The Theodore Roethke Prize is awarded to recognize the best work published in Poetry Northwest each year. There is no application process; only poems published in the magazine are eligible for consideration. To read the work of last year’s recipient, visit here. For a list of past winners, visit here.
The man who called himself Dan Cooper — and who came to be known, through a journalist’s error, as D.B. Cooper — probably didn’t survive his jump from the plane. (There was a time when investigators believed that only an expert parachutist would have attempted such a dangerous jump. Now most believe that only an idiot would have.) But if he did survive, I promise you this: nothing infuriates him more than reading about someone’s recently deceased husband or father who with his last breath confessed to being the legendary hijacker. Yet I consider that act — falsely claiming to be an infamous criminal as a final bid for immortality — to be every bit as strange and audacious as jumping out of a 727 at night in dress shoes. (Eric McHenry)
“In 1971 a man calling himself Dan Cooper hijacked
a plane from Portland to Seattle, demanded parachutes
and $200,000 in cash, then jumped into the night with
the money, never to be seen again.” — fbi.gov
So little seemed to be at stake.
The bomb was real; the threat was fake.
Neither was difficult to make.
And I was in my element,
or almost there. Yes, the descent
was cold, but warmer as I went,
and yes it was coal black and raining,
but I had uppers and my training.
I’ve spent my whole life not complaining.

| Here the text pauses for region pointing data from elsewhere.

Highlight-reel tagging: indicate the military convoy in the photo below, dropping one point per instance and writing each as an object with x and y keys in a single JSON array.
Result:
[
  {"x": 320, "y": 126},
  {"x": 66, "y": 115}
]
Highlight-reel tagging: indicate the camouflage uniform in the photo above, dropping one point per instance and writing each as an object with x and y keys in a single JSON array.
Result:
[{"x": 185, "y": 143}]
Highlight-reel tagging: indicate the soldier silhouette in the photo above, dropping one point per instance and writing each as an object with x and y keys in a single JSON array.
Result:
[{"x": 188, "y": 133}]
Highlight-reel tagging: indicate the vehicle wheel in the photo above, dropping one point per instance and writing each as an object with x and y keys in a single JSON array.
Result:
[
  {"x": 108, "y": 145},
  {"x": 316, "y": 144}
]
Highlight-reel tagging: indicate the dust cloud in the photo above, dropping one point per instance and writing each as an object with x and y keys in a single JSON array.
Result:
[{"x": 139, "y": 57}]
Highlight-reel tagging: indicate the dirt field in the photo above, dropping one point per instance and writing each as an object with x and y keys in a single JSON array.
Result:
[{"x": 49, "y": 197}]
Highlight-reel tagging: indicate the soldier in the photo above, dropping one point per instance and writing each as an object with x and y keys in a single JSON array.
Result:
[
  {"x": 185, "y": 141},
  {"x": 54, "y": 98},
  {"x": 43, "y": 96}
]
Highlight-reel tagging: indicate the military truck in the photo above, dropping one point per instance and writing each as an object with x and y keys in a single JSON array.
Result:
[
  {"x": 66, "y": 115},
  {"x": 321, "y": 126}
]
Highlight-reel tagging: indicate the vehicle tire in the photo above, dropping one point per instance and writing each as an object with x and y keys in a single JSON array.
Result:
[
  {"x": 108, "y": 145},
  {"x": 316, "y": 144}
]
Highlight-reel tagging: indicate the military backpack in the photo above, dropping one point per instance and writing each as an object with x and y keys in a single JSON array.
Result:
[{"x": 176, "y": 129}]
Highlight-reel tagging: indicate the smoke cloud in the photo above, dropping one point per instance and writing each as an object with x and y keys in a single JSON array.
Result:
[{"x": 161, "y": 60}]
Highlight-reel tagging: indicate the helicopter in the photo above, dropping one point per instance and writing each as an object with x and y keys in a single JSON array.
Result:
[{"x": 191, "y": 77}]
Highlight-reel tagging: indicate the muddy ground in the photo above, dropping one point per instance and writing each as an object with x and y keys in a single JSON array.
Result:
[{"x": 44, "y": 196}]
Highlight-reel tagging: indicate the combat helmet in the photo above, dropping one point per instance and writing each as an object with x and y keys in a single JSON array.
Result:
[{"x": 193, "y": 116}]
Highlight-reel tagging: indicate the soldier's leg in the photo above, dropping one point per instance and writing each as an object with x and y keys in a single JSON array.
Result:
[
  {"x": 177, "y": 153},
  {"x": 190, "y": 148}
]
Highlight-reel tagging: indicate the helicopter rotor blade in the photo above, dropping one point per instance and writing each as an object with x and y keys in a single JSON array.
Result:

When I could see the woods I wandered
out with the twenties, which I laundered,
safety-deposited, and squandered,
and with the oddest thing — a name
I’d paid for but could never claim,
a private riddle, private fame.
That’s been the hardest part: denial —
remaining of no interest while
the Bureau opened up a file
on every former paratrooper
who in his final morphine stupor
discovered he was D.B. Cooper.
I’m D.B. Cooper. There, I said it.
It’s decent work if you can get it,
but it pays cash. There is no credit,
or blame, or pity in thin air,
and I’ve spent forty winters there.
I’ll take whatever you can spare,
although I don’t suppose the guy
whose last confession is a lie
deserves it any less than I.
Eric McHenry‘s books are Potscrubber Lullabies (Waywiser Press, 2006), which received the Kate Tufts Discovery Award, and Mommy Daddy Evan Sage, a collection of children’s poems with woodcuts by Nicholas Garland, which Waywiser will publish this fall.